Cela montre un mépris pour l’inclusion. Les développeurs ne considèrent pas l’accessibilité comme une priorité, et c’est une grave erreur. Les personnes aveugles, comme tout le monde, ont besoin d’accéder à ces services pour accomplir des tâches quotidiennes, professionnelles ou administratives. Ignorer cela, c’est nous exclure de la vie numérique.
Il est compréhensible que l’adaptation de certains bâtiments anciens puisse être complexe et coûteuse. Mais d’un point de vue technologique, il n’y a aucune excuse pour ne pas rendre les services en ligne accessibles. Les outils existent, les connaissances sont là. Il suffit de s’en préoccuper.

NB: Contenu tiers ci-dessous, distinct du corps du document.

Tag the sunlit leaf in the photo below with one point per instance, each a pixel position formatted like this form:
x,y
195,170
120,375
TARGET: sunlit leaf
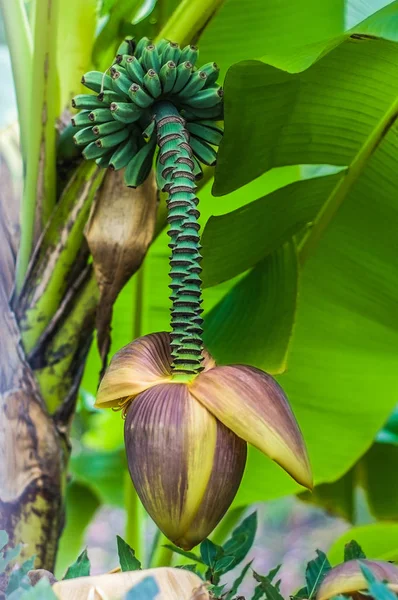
x,y
81,503
315,572
353,550
80,568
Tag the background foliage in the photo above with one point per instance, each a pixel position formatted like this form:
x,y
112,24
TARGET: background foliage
x,y
303,291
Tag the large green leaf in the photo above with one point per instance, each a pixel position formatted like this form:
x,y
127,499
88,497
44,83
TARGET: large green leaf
x,y
378,540
252,28
253,323
341,110
237,241
77,24
154,311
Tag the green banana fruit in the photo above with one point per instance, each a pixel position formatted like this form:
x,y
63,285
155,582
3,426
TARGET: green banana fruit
x,y
140,165
122,156
152,83
194,85
107,128
125,112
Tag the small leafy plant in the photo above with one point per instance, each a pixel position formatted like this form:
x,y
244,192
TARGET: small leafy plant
x,y
211,564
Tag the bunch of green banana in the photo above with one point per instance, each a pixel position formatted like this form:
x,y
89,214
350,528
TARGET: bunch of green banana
x,y
188,421
116,125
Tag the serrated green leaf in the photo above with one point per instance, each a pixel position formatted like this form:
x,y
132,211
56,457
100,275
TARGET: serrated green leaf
x,y
377,589
315,572
353,550
257,315
238,582
80,568
147,589
41,591
378,540
127,558
241,540
185,553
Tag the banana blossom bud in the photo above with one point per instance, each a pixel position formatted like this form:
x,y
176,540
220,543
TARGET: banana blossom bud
x,y
186,439
348,578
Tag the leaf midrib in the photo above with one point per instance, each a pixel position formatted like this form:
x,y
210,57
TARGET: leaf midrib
x,y
344,185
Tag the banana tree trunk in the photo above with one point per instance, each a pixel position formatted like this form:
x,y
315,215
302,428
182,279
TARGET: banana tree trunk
x,y
32,454
32,447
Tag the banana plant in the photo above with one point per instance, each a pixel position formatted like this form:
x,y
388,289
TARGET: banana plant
x,y
50,300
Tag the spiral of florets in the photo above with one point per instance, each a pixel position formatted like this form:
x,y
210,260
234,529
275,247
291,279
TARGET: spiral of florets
x,y
117,125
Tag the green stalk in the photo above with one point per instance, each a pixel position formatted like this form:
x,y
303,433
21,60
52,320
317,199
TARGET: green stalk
x,y
162,556
177,166
189,19
134,512
19,40
343,187
40,184
61,354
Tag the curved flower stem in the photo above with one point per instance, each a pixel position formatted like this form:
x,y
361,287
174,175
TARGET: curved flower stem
x,y
229,522
162,556
176,164
19,40
134,522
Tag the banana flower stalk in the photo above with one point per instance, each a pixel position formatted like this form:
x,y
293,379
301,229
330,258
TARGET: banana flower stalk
x,y
188,421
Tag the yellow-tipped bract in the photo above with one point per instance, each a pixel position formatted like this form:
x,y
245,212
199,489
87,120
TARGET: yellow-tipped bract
x,y
186,436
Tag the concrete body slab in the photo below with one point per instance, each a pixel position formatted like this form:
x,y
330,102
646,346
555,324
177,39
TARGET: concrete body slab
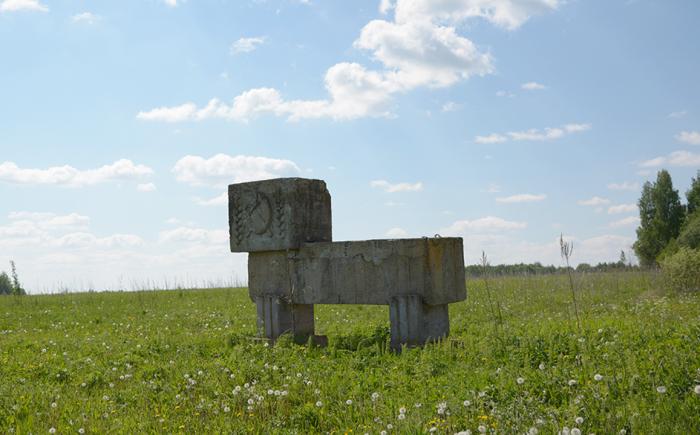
x,y
278,214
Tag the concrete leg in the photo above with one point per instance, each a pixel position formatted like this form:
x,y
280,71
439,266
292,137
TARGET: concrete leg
x,y
277,317
414,323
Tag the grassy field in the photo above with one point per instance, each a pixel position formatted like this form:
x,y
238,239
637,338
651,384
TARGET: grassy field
x,y
515,362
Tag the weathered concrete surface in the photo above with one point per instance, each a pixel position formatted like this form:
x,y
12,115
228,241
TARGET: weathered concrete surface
x,y
366,272
278,214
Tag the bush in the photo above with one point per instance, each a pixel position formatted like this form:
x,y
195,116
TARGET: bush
x,y
682,269
6,287
690,233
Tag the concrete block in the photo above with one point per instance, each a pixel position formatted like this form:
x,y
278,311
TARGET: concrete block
x,y
278,214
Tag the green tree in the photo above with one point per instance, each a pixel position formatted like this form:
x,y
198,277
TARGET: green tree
x,y
661,214
693,195
5,284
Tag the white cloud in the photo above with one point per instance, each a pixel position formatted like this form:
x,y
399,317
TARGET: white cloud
x,y
385,6
190,234
533,86
492,138
421,47
625,185
678,114
676,158
509,14
397,187
121,170
625,222
86,17
451,106
246,45
594,202
215,201
534,134
622,208
421,53
146,187
22,5
396,233
689,137
222,169
523,197
487,224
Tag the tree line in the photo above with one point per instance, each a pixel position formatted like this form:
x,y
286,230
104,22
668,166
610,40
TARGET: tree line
x,y
9,285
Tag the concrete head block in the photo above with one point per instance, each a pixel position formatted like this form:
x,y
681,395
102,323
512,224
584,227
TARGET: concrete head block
x,y
278,214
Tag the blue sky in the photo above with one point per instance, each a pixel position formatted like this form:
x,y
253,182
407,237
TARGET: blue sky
x,y
505,122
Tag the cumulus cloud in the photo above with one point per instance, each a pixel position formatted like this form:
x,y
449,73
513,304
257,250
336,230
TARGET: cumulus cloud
x,y
22,5
121,170
523,197
594,202
86,17
533,86
484,224
534,135
622,208
419,48
146,187
676,158
396,233
396,187
689,137
625,185
625,222
246,45
222,169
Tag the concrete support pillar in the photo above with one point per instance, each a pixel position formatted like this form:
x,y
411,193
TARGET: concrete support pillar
x,y
414,323
276,317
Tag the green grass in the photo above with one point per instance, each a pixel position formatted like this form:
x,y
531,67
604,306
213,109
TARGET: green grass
x,y
185,362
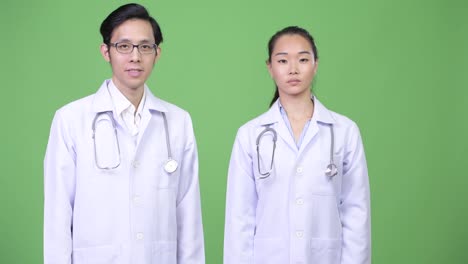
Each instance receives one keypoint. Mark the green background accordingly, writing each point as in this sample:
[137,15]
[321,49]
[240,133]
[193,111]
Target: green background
[398,68]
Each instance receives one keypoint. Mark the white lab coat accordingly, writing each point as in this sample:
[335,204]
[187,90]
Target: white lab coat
[298,214]
[136,213]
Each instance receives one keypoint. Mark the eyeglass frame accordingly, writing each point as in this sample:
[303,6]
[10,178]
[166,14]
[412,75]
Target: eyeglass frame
[155,46]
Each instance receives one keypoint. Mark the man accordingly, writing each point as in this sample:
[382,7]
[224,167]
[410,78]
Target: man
[121,167]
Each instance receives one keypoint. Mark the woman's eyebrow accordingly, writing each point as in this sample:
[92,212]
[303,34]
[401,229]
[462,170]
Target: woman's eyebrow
[300,52]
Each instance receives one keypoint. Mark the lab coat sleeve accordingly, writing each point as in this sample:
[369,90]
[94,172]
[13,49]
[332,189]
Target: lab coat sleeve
[59,186]
[241,204]
[355,203]
[190,242]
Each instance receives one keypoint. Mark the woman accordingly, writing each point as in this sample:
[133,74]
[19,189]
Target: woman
[298,189]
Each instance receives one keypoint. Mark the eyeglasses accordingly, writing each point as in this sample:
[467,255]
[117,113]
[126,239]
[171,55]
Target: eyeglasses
[126,47]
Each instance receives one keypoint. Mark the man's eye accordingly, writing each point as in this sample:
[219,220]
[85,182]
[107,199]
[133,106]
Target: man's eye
[123,46]
[146,47]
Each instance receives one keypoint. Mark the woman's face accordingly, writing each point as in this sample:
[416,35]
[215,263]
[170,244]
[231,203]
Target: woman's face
[292,65]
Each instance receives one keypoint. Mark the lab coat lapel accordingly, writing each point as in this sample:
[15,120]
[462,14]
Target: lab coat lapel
[152,103]
[321,115]
[273,117]
[102,102]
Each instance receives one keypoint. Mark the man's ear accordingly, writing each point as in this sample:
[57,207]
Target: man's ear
[105,52]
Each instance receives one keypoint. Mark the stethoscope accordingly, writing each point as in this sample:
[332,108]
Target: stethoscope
[170,166]
[330,171]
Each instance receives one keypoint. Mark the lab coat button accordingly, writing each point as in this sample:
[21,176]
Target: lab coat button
[136,200]
[139,236]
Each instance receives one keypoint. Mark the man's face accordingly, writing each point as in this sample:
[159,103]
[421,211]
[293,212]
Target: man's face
[130,71]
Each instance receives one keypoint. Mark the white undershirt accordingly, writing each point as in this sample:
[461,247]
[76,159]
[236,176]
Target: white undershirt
[126,110]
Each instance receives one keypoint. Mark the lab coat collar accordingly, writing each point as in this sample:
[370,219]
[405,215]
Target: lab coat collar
[103,102]
[321,114]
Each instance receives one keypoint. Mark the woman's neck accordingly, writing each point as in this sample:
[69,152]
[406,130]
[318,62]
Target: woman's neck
[298,108]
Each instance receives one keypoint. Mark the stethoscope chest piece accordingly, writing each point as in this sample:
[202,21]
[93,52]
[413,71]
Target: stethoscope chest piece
[331,170]
[171,166]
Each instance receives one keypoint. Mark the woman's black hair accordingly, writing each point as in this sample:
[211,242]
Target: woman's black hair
[124,13]
[292,30]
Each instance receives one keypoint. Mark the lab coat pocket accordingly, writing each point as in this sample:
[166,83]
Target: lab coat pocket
[323,209]
[165,214]
[96,255]
[165,252]
[325,251]
[270,250]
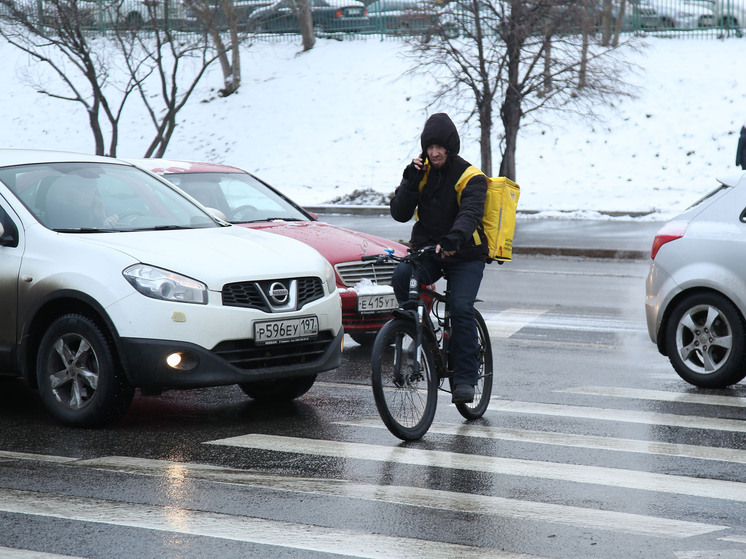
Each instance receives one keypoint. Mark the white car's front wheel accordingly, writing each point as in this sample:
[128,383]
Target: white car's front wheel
[80,382]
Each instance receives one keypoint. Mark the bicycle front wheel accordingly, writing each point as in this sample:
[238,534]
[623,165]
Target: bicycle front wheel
[406,400]
[483,389]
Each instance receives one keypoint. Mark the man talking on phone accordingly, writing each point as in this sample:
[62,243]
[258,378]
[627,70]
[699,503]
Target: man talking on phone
[428,187]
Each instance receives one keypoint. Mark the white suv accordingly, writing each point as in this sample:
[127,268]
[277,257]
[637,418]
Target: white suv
[111,279]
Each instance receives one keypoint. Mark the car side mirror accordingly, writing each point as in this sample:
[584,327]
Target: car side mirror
[11,239]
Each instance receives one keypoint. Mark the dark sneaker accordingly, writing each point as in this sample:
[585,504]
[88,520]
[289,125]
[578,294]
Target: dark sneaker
[462,394]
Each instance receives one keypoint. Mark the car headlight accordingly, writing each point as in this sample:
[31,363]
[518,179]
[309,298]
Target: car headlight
[331,279]
[167,286]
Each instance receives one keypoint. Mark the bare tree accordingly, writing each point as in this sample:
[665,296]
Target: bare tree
[519,57]
[218,18]
[102,71]
[305,21]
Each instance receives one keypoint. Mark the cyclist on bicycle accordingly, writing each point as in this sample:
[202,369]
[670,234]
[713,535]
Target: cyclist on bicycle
[450,225]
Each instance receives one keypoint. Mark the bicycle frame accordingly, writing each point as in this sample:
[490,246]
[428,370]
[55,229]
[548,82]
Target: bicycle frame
[417,310]
[406,381]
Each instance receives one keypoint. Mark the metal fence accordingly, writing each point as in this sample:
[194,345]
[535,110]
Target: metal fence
[351,19]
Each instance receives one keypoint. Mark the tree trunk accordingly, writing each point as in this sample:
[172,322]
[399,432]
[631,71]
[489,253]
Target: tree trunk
[606,23]
[510,111]
[586,28]
[305,21]
[619,22]
[485,136]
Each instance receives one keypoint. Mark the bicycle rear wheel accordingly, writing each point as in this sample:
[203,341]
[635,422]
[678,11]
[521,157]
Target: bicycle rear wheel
[406,400]
[483,389]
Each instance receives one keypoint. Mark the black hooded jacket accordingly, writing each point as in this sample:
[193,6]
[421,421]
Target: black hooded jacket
[440,217]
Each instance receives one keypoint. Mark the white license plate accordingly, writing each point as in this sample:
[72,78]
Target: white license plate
[288,330]
[376,302]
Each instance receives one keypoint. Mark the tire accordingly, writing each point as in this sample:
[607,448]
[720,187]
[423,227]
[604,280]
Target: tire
[483,389]
[278,390]
[406,402]
[704,339]
[80,382]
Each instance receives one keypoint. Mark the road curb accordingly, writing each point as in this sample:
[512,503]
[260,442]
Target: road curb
[341,209]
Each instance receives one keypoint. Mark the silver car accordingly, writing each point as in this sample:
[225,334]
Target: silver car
[696,290]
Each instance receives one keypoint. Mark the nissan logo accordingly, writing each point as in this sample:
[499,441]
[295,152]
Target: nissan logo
[278,293]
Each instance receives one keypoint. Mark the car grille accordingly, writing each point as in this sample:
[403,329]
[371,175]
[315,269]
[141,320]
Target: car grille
[256,294]
[353,272]
[245,354]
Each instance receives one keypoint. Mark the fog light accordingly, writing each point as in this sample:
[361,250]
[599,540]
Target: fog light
[182,361]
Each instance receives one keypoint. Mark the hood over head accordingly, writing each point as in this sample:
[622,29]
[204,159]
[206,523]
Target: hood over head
[439,129]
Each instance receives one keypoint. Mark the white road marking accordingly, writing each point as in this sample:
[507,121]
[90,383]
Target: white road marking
[629,416]
[352,543]
[734,455]
[508,322]
[659,395]
[609,477]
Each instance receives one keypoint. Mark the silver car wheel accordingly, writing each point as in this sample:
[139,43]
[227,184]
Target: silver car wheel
[704,339]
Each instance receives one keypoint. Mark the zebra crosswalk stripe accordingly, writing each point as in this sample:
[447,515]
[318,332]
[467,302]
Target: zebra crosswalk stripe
[612,477]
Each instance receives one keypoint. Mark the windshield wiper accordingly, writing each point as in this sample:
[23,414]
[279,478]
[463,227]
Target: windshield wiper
[82,230]
[271,219]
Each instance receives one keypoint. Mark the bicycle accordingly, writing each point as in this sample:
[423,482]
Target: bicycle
[405,388]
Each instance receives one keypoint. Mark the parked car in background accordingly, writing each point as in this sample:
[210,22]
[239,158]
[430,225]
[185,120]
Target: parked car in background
[365,287]
[241,8]
[678,14]
[111,279]
[410,17]
[329,16]
[696,289]
[726,14]
[136,14]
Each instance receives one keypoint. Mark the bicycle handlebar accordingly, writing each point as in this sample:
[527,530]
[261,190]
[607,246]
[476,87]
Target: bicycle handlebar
[417,254]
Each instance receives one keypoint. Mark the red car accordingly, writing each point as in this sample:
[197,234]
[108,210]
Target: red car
[365,288]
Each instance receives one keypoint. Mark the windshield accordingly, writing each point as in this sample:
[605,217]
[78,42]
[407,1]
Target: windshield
[101,197]
[241,197]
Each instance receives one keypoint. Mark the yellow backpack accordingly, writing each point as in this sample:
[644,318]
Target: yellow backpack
[500,207]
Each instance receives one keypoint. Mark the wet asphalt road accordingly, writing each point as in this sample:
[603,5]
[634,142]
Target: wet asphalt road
[593,447]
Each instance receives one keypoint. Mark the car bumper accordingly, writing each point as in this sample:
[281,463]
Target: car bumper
[234,362]
[660,289]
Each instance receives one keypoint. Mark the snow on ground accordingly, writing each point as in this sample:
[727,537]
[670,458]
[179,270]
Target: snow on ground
[346,116]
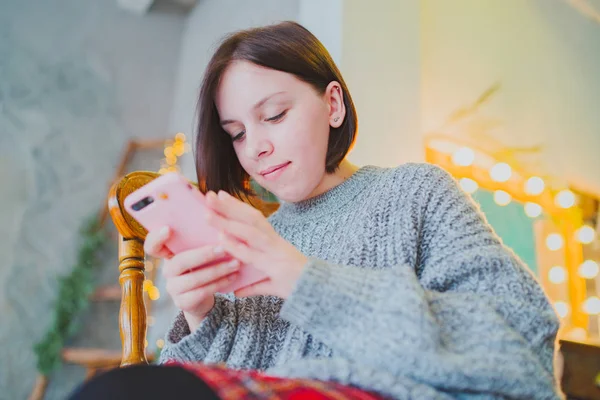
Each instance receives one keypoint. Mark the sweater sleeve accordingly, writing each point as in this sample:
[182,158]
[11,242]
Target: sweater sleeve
[235,332]
[468,319]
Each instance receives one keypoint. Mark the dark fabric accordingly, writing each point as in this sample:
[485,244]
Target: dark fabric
[148,382]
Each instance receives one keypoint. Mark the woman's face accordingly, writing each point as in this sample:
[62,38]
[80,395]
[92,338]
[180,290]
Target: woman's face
[279,126]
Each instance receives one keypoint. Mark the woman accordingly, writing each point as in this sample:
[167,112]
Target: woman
[387,280]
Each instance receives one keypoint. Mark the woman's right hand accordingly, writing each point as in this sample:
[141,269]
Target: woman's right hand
[192,276]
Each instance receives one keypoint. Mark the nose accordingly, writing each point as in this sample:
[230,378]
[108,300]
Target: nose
[258,145]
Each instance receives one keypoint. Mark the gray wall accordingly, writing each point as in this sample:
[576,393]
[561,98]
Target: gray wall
[77,79]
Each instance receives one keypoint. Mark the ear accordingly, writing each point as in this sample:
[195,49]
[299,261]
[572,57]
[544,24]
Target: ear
[334,96]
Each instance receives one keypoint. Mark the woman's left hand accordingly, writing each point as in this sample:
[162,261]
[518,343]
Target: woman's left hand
[249,237]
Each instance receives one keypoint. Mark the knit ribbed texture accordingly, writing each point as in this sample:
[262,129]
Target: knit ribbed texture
[407,292]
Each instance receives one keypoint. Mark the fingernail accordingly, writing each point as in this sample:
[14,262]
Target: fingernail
[219,250]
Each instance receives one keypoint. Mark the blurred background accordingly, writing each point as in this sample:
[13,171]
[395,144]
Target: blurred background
[504,94]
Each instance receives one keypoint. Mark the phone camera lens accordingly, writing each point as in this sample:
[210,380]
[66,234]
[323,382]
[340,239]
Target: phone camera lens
[142,203]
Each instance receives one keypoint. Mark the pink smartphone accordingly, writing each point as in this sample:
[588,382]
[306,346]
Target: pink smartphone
[170,200]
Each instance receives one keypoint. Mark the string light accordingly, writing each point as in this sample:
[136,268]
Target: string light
[577,334]
[502,198]
[554,241]
[589,269]
[557,274]
[468,185]
[534,186]
[533,210]
[153,293]
[501,172]
[591,305]
[562,308]
[147,285]
[586,234]
[565,199]
[463,157]
[148,266]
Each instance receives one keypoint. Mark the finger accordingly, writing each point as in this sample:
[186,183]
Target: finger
[154,244]
[248,234]
[260,288]
[191,259]
[234,209]
[193,297]
[201,277]
[237,249]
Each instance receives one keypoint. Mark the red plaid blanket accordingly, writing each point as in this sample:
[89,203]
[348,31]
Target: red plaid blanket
[232,384]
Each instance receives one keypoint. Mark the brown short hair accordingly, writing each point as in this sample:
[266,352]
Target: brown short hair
[287,47]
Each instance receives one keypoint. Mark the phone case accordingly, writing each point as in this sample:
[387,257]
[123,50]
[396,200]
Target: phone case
[172,201]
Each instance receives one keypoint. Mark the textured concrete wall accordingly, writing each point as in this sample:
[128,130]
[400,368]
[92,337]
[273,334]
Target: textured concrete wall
[77,79]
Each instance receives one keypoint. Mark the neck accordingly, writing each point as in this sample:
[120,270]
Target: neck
[345,170]
[332,201]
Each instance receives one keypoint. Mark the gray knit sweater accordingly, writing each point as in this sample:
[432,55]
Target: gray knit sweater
[408,292]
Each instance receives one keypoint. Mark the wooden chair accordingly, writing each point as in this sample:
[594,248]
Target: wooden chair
[132,315]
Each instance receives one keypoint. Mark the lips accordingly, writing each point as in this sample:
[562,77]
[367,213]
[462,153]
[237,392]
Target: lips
[273,168]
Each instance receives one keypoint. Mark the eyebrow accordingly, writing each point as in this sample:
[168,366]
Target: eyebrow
[257,105]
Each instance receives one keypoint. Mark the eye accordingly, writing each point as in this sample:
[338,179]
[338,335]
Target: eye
[239,136]
[277,117]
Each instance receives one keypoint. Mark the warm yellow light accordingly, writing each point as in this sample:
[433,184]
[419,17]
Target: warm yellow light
[577,334]
[168,151]
[469,185]
[463,157]
[171,160]
[589,269]
[557,274]
[534,186]
[562,308]
[586,234]
[554,241]
[591,305]
[147,285]
[502,198]
[565,199]
[179,148]
[501,172]
[533,210]
[153,293]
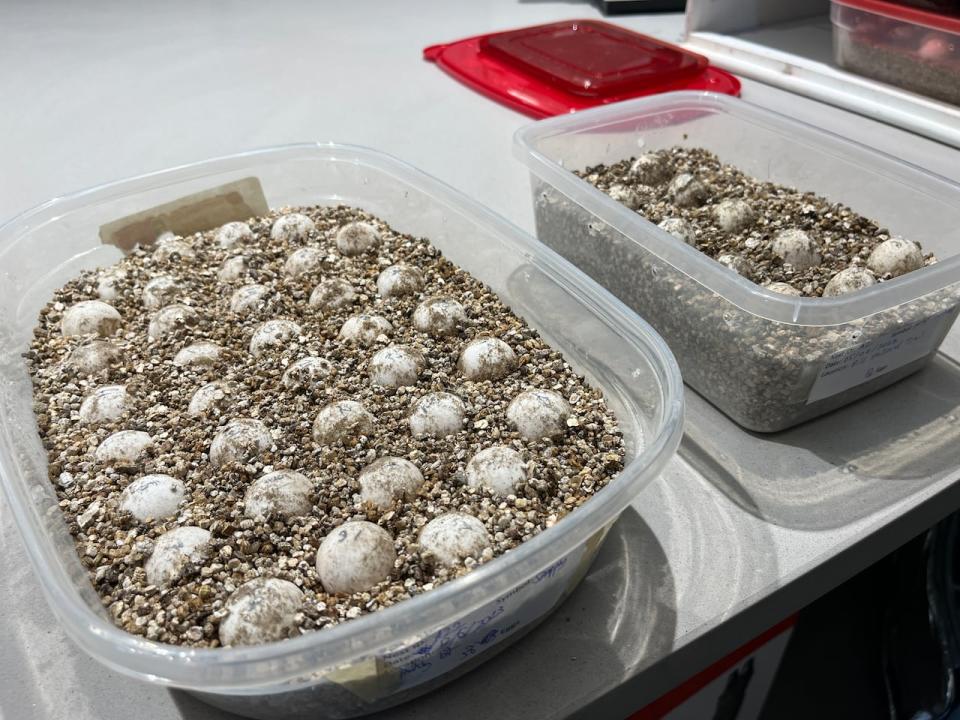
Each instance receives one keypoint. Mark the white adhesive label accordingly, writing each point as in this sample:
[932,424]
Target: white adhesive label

Aveugle ne veut pas dire incapable : combattre les stéréotypes
Enfin, il est important de mentionner un stéréotype tenace et particulièrement blessant : celui qui associe le handicap visuel à une déficience intellectuelle. Il n’est pas rare que des personnes s’adressent à moi en parlant plus fort, comme si le fait d’être aveugle impliquait aussi des difficultés de compréhension. Elles vont articuler de manière exagérée ou simplifier leur vocabulaire, pensant bien faire.
Ce comportement révèle une profonde méconnaissance du handicap. Être aveugle ne signifie pas être incapable. Nous avons simplement perdu la vue, pas notre capacité à interagir intelligemment avec le monde. Ce type de comportement, même s’il part d’une bonne intention, est profondément infantilisant. Il est important de parler aux personnes aveugles comme à n’importe qui d’autre, sans présupposer une quelconque déficience supplémentaire.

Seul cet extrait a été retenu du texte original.